Utilisation et reproduction interdites sans autorisation écrite de l'auteur.

mardi 19 juillet 2011

2005 : le grand retour en Algérie (suite 6)

Dimanche 24 avril 2005 (suite) - Enfin, nous avons quartier libre…

Je suis pris en charge par Salah M. et l’inévitable homme de la sécurité. Ils ont pour consigne de me conduire où je veux. J’en profite pour retourner dans les quartiers qui ont marqué ma jeunesse. En descendant en ville, je leur demande de m’arrêter au faubourg Saint-Charles, pour faire quelques photos. Salah m’emmène ensuite chez lui. Il habite au n°5 de l’Avenue Jean Mermoz (aujourd’hui rue Ouarti Abderrahmane), dans l’ancienne propriété des frères Jean et Pierre M., là où nous étions nous-mêmes locataires jusqu’en 1962 (en face du nouveau marché couvert). Je pense que c’est pour cette raison qu’il s’est proposé de me servir de guide. Salah occupe l'un des appartements du premier étage, juste au-dessus du nôtre. Au-dessus de la grille d’entrée subsiste encore la plaque de marbre gravée "Villa Suzanne". 
Accueil chaleureux de son épouse, enseignante (Salah est directeur de banque). Demain, je serai reçu par les locataires du rez-de-chaussée.

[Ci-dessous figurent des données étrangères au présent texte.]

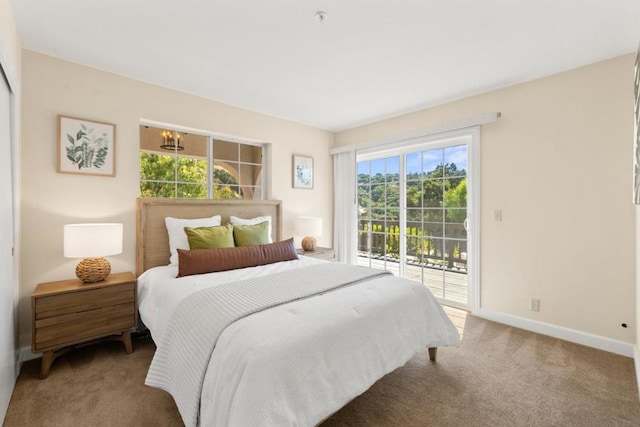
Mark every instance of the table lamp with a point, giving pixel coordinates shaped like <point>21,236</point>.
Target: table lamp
<point>311,227</point>
<point>92,242</point>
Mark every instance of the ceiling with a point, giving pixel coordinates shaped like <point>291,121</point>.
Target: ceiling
<point>367,61</point>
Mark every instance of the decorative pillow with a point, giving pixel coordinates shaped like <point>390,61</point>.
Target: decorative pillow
<point>234,220</point>
<point>221,259</point>
<point>251,235</point>
<point>177,236</point>
<point>210,237</point>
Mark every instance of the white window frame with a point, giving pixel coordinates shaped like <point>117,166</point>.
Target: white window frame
<point>212,136</point>
<point>471,137</point>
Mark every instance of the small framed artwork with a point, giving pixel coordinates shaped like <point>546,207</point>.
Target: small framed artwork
<point>86,147</point>
<point>302,172</point>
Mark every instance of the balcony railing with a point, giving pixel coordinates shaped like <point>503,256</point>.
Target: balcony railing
<point>380,239</point>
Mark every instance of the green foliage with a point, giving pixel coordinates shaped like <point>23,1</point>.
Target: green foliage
<point>428,197</point>
<point>87,149</point>
<point>167,175</point>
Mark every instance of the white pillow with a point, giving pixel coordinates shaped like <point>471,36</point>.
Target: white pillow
<point>177,236</point>
<point>253,221</point>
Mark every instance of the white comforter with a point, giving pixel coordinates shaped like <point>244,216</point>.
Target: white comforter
<point>298,363</point>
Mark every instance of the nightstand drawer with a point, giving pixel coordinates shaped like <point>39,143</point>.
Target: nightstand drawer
<point>71,328</point>
<point>74,302</point>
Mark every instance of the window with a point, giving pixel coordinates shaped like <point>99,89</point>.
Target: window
<point>195,166</point>
<point>413,214</point>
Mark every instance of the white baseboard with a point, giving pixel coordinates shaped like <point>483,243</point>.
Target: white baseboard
<point>25,354</point>
<point>590,340</point>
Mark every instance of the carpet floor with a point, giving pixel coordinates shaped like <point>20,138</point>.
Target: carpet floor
<point>497,376</point>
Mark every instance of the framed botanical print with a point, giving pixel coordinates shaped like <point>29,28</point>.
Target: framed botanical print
<point>302,172</point>
<point>86,147</point>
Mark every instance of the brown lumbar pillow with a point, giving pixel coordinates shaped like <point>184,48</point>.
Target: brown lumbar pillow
<point>210,260</point>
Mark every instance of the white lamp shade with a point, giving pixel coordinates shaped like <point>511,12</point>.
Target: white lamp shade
<point>92,240</point>
<point>308,226</point>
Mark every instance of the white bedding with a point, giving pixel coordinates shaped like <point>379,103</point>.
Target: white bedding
<point>298,363</point>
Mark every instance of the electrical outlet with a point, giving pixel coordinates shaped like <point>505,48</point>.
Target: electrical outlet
<point>534,304</point>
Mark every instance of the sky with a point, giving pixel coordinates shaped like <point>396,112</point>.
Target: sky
<point>418,162</point>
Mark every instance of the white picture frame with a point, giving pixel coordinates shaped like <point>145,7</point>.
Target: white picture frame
<point>86,147</point>
<point>302,172</point>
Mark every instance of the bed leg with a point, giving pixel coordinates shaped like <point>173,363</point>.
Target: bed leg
<point>432,353</point>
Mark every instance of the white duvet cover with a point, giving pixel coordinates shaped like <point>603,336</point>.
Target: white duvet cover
<point>298,363</point>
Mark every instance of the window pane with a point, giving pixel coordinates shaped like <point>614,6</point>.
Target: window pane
<point>432,229</point>
<point>456,192</point>
<point>157,189</point>
<point>157,167</point>
<point>223,173</point>
<point>392,169</point>
<point>161,170</point>
<point>433,215</point>
<point>433,192</point>
<point>392,216</point>
<point>192,170</point>
<point>377,243</point>
<point>257,193</point>
<point>377,170</point>
<point>250,174</point>
<point>413,166</point>
<point>433,250</point>
<point>378,197</point>
<point>414,216</point>
<point>223,150</point>
<point>414,194</point>
<point>456,231</point>
<point>392,196</point>
<point>456,160</point>
<point>192,191</point>
<point>363,172</point>
<point>364,196</point>
<point>432,163</point>
<point>226,192</point>
<point>456,215</point>
<point>250,153</point>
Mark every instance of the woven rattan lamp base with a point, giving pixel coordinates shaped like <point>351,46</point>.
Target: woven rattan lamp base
<point>91,270</point>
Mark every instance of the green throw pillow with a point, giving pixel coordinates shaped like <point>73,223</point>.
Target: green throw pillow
<point>210,237</point>
<point>251,235</point>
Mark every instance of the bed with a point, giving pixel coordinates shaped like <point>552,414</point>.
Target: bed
<point>322,335</point>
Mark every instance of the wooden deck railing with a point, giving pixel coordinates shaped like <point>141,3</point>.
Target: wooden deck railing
<point>381,239</point>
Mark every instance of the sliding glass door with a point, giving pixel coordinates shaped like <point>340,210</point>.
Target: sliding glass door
<point>413,215</point>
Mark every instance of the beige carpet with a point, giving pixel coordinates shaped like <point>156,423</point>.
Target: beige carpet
<point>498,376</point>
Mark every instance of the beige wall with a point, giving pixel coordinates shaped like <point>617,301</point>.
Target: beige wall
<point>50,199</point>
<point>9,40</point>
<point>559,165</point>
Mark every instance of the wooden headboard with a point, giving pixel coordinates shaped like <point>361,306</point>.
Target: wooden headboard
<point>152,239</point>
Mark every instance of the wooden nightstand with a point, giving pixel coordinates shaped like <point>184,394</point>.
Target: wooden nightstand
<point>70,312</point>
<point>322,253</point>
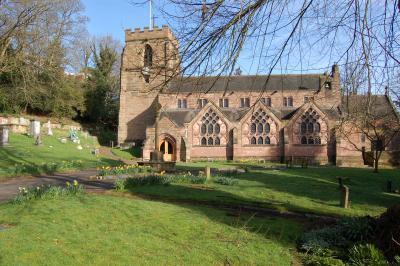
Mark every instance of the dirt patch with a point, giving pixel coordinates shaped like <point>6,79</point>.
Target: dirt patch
<point>4,227</point>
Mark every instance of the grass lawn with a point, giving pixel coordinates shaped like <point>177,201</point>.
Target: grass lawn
<point>105,230</point>
<point>22,156</point>
<point>312,190</point>
<point>128,154</point>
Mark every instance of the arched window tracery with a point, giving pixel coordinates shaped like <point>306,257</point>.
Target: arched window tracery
<point>210,129</point>
<point>310,128</point>
<point>260,128</point>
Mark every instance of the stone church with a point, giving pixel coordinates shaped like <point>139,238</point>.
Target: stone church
<point>276,118</point>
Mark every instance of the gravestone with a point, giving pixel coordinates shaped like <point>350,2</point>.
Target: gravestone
<point>35,128</point>
<point>49,131</point>
<point>4,135</point>
<point>389,188</point>
<point>344,199</point>
<point>38,140</point>
<point>208,172</point>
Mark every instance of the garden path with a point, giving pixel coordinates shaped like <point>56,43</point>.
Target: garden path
<point>9,188</point>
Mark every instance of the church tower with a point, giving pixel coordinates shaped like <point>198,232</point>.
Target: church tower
<point>149,59</point>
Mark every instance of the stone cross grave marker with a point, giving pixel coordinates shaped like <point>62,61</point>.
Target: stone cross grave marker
<point>4,135</point>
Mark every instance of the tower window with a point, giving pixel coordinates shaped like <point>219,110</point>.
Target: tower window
<point>148,56</point>
<point>182,103</point>
<point>202,102</point>
<point>244,102</point>
<point>224,103</point>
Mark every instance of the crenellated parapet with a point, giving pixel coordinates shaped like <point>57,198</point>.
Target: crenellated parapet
<point>149,34</point>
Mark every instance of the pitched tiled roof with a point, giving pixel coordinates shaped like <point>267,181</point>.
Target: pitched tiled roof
<point>244,83</point>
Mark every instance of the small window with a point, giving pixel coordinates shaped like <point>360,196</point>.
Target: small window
<point>224,103</point>
<point>328,85</point>
<point>268,101</point>
<point>267,128</point>
<point>202,102</point>
<point>217,129</point>
<point>308,98</point>
<point>148,56</point>
<point>182,103</point>
<point>253,128</point>
<point>303,127</point>
<point>290,101</point>
<point>260,128</point>
<point>245,102</point>
<point>363,138</point>
<point>317,128</point>
<point>210,129</point>
<point>310,127</point>
<point>203,129</point>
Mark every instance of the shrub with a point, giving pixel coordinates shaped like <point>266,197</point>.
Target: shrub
<point>227,181</point>
<point>120,184</point>
<point>123,170</point>
<point>341,235</point>
<point>315,260</point>
<point>387,229</point>
<point>357,228</point>
<point>366,254</point>
<point>158,179</point>
<point>47,192</point>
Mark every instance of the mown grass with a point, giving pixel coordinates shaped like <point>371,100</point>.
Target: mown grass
<point>128,154</point>
<point>22,156</point>
<point>313,190</point>
<point>105,230</point>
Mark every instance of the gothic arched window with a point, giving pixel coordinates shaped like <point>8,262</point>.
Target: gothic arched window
<point>253,128</point>
<point>303,127</point>
<point>260,128</point>
<point>310,128</point>
<point>148,56</point>
<point>267,128</point>
<point>210,129</point>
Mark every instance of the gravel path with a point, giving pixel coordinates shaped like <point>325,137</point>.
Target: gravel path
<point>9,188</point>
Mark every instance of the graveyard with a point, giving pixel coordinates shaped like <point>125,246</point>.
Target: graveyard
<point>23,153</point>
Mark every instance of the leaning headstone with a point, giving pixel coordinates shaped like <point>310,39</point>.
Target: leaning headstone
<point>208,172</point>
<point>38,140</point>
<point>389,186</point>
<point>49,131</point>
<point>340,181</point>
<point>344,200</point>
<point>4,135</point>
<point>35,128</point>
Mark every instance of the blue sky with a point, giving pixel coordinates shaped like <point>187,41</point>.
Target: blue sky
<point>112,17</point>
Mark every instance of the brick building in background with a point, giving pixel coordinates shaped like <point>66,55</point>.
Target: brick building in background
<point>275,118</point>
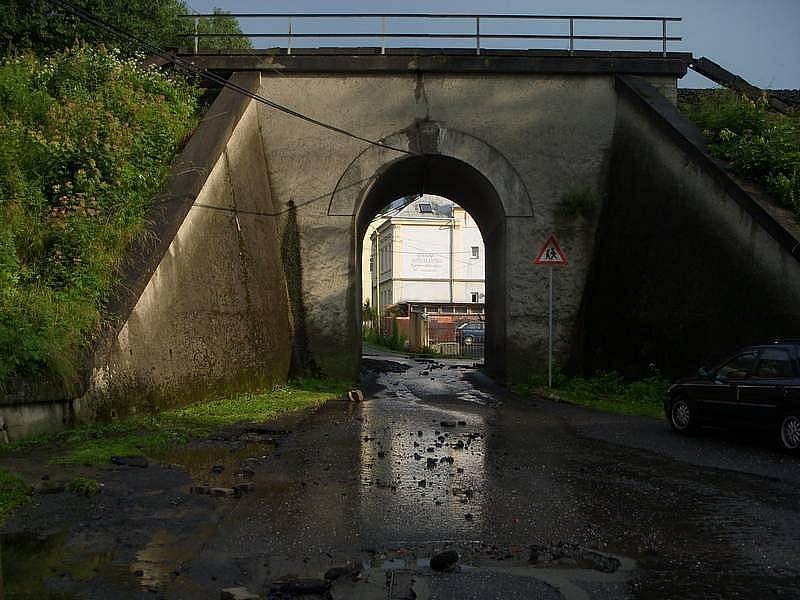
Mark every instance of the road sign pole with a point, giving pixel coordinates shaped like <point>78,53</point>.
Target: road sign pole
<point>550,336</point>
<point>550,255</point>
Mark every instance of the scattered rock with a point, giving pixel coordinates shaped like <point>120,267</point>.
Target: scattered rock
<point>445,561</point>
<point>130,461</point>
<point>335,573</point>
<point>244,488</point>
<point>238,594</point>
<point>304,587</point>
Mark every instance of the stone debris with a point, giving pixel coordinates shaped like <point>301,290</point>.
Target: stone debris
<point>304,587</point>
<point>130,461</point>
<point>238,594</point>
<point>445,561</point>
<point>244,488</point>
<point>335,573</point>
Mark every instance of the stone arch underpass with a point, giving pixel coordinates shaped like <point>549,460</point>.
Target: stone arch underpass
<point>253,269</point>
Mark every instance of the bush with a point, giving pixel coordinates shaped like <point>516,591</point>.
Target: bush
<point>43,27</point>
<point>86,139</point>
<point>759,145</point>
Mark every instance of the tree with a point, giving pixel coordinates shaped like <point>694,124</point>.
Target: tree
<point>220,23</point>
<point>43,27</point>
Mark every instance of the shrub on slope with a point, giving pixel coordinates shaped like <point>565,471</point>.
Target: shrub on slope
<point>86,139</point>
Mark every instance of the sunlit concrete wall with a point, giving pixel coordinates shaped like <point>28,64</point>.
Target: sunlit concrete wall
<point>555,132</point>
<point>213,316</point>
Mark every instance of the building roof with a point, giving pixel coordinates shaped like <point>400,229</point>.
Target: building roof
<point>425,206</point>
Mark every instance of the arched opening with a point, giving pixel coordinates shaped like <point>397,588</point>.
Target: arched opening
<point>453,179</point>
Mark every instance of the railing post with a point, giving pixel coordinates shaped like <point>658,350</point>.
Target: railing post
<point>571,35</point>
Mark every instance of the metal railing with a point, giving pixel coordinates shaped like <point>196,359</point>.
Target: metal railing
<point>475,33</point>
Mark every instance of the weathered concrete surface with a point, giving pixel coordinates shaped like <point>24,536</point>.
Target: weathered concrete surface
<point>688,263</point>
<point>213,313</point>
<point>552,133</point>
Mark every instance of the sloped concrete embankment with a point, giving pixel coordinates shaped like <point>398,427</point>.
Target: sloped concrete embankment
<point>689,262</point>
<point>203,305</point>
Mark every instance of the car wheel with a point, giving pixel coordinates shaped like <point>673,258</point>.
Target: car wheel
<point>789,432</point>
<point>680,415</point>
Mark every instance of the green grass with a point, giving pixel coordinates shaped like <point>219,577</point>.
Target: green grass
<point>607,391</point>
<point>86,140</point>
<point>13,493</point>
<point>145,435</point>
<point>758,144</point>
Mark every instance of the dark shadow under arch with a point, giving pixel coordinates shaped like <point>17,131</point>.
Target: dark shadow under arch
<point>460,182</point>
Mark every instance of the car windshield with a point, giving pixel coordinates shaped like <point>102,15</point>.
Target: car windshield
<point>738,367</point>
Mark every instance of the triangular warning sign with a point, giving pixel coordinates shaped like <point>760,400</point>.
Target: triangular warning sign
<point>551,254</point>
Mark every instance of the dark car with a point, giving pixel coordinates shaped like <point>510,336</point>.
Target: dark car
<point>756,387</point>
<point>471,332</point>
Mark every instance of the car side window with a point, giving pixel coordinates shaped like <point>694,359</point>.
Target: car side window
<point>738,367</point>
<point>774,363</point>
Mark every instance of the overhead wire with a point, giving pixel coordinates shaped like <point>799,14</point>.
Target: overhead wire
<point>210,76</point>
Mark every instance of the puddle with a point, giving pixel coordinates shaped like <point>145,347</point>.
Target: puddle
<point>217,464</point>
<point>43,566</point>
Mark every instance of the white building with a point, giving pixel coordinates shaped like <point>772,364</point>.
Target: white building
<point>427,250</point>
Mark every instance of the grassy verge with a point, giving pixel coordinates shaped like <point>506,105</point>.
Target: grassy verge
<point>13,493</point>
<point>607,391</point>
<point>143,435</point>
<point>758,144</point>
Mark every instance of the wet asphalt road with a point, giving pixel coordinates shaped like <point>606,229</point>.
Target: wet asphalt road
<point>540,499</point>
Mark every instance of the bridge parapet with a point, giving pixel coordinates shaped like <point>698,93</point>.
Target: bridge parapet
<point>472,29</point>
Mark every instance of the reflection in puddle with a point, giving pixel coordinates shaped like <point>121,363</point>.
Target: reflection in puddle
<point>28,560</point>
<point>216,464</point>
<point>425,465</point>
<point>164,555</point>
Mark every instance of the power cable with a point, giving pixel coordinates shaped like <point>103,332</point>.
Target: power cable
<point>206,74</point>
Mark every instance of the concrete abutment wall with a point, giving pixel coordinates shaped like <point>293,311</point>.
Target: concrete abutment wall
<point>255,267</point>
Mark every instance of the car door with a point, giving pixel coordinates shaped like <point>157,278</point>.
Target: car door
<point>716,399</point>
<point>760,397</point>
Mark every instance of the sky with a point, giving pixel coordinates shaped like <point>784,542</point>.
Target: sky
<point>757,39</point>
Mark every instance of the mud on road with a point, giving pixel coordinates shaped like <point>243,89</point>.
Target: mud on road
<point>439,485</point>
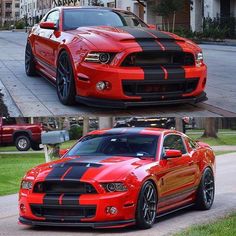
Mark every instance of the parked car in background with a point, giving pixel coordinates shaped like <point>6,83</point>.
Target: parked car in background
<point>23,136</point>
<point>110,58</point>
<point>119,177</point>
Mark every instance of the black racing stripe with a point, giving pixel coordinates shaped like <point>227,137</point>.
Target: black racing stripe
<point>51,199</point>
<point>58,170</point>
<point>171,45</point>
<point>69,199</point>
<point>76,173</point>
<point>143,38</point>
<point>176,73</point>
<point>159,34</point>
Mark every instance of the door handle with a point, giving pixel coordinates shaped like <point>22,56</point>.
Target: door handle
<point>191,163</point>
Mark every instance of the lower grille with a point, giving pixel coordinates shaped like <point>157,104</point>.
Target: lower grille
<point>65,212</point>
<point>150,89</point>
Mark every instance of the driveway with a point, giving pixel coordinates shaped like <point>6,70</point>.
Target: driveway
<point>37,97</point>
<point>225,202</point>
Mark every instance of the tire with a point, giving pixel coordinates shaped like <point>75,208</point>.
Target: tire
<point>35,146</point>
<point>147,206</point>
<point>65,80</point>
<point>30,69</point>
<point>206,191</point>
<point>23,143</point>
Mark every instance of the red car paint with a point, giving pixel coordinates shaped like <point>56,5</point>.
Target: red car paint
<point>176,181</point>
<point>9,131</point>
<point>156,84</point>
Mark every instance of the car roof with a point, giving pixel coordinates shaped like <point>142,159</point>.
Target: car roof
<point>134,130</point>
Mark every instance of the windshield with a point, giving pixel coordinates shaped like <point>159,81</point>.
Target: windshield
<point>75,18</point>
<point>132,145</point>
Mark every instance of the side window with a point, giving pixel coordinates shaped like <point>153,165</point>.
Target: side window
<point>174,142</point>
<point>192,144</point>
<point>53,17</point>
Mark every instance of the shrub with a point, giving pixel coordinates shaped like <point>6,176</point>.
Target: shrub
<point>75,132</point>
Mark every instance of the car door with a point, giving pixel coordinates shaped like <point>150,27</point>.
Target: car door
<point>178,174</point>
<point>47,43</point>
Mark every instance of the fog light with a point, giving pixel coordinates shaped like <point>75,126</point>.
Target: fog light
<point>111,210</point>
<point>22,208</point>
<point>103,85</point>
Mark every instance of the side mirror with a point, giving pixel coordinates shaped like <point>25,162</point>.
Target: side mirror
<point>170,154</point>
<point>63,152</point>
<point>48,25</point>
<point>152,27</point>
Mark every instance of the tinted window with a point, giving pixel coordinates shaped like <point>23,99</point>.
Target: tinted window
<point>53,17</point>
<point>75,18</point>
<point>116,144</point>
<point>174,142</point>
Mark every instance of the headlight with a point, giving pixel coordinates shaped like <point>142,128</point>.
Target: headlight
<point>114,187</point>
<point>199,59</point>
<point>26,184</point>
<point>99,57</point>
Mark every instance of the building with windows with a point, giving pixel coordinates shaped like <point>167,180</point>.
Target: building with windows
<point>9,12</point>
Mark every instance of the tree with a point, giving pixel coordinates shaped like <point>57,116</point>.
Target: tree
<point>167,9</point>
<point>97,3</point>
<point>210,127</point>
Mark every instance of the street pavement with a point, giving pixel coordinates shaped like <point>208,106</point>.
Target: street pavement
<point>225,202</point>
<point>37,97</point>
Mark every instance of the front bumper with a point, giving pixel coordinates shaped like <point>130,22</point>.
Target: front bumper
<point>95,102</point>
<point>108,224</point>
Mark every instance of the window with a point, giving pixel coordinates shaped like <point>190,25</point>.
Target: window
<point>132,145</point>
<point>53,17</point>
<point>174,142</point>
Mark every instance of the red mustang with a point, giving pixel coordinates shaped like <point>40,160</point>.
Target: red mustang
<point>119,177</point>
<point>110,58</point>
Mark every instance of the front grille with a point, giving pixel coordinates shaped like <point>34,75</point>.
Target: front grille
<point>147,59</point>
<point>65,212</point>
<point>153,89</point>
<point>63,187</point>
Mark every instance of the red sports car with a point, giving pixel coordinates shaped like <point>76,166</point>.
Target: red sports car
<point>110,58</point>
<point>119,177</point>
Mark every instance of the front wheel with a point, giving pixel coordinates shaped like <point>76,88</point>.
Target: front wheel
<point>206,191</point>
<point>147,206</point>
<point>65,80</point>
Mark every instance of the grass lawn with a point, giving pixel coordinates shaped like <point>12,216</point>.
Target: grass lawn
<point>222,227</point>
<point>13,168</point>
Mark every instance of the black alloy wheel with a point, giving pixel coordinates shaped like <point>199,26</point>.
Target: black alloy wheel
<point>147,206</point>
<point>206,191</point>
<point>65,80</point>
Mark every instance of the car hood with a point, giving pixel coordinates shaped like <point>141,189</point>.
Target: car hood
<point>116,38</point>
<point>87,168</point>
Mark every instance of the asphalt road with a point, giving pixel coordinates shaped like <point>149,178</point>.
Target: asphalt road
<point>37,97</point>
<point>225,202</point>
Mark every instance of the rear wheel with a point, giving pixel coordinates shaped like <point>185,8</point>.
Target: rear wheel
<point>147,206</point>
<point>206,191</point>
<point>65,80</point>
<point>29,61</point>
<point>36,146</point>
<point>22,143</point>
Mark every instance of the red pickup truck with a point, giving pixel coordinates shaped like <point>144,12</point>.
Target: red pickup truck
<point>23,136</point>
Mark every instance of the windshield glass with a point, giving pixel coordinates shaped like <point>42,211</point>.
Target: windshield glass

Je me rends ensuite dans l’ancienne Rue Jules Ferry. J'y suis né, au n°11. A l’intérieur, je suis reçu par deux vieilles dames, dont une centenaire, qui assurent très bien se souvenir d’Éliane, ma mère. Dans le même quartier, je rencontre un ami d’enfance de Jean-Pierre C., Abdelkader A., qui me demande de tout faire pour le mettre en relation avec son ami. Cette anecdote est un exemple parmi tant d'autres de cette soif de retrouvailles...

Et puis, nous voilà Rue Victor Hugo, aujourd’hui Rue de l’ALN. Cette première descente à pied de l’ancienne place du Monument aux Morts vers la place Thagaste, fut un vrai délice. J’étais emporté dans un tourbillon, totalement immergé dans les odeurs, les cris de la rue, les bruits d’une circulation dense et anarchique. Et partout, autour de moi, les visages avenants des habitants qui comprenaient que j’étais du pays, qui prenaient plaisir à engager la conversation, à me souhaiter la bienvenue, à m’interroger sur ma famille. J’avais même l’impression de lire des mots de bienvenue dans l’invisible de la pensée de ceux qui ne parlaient pas et me regardaient comme une bête curieuse.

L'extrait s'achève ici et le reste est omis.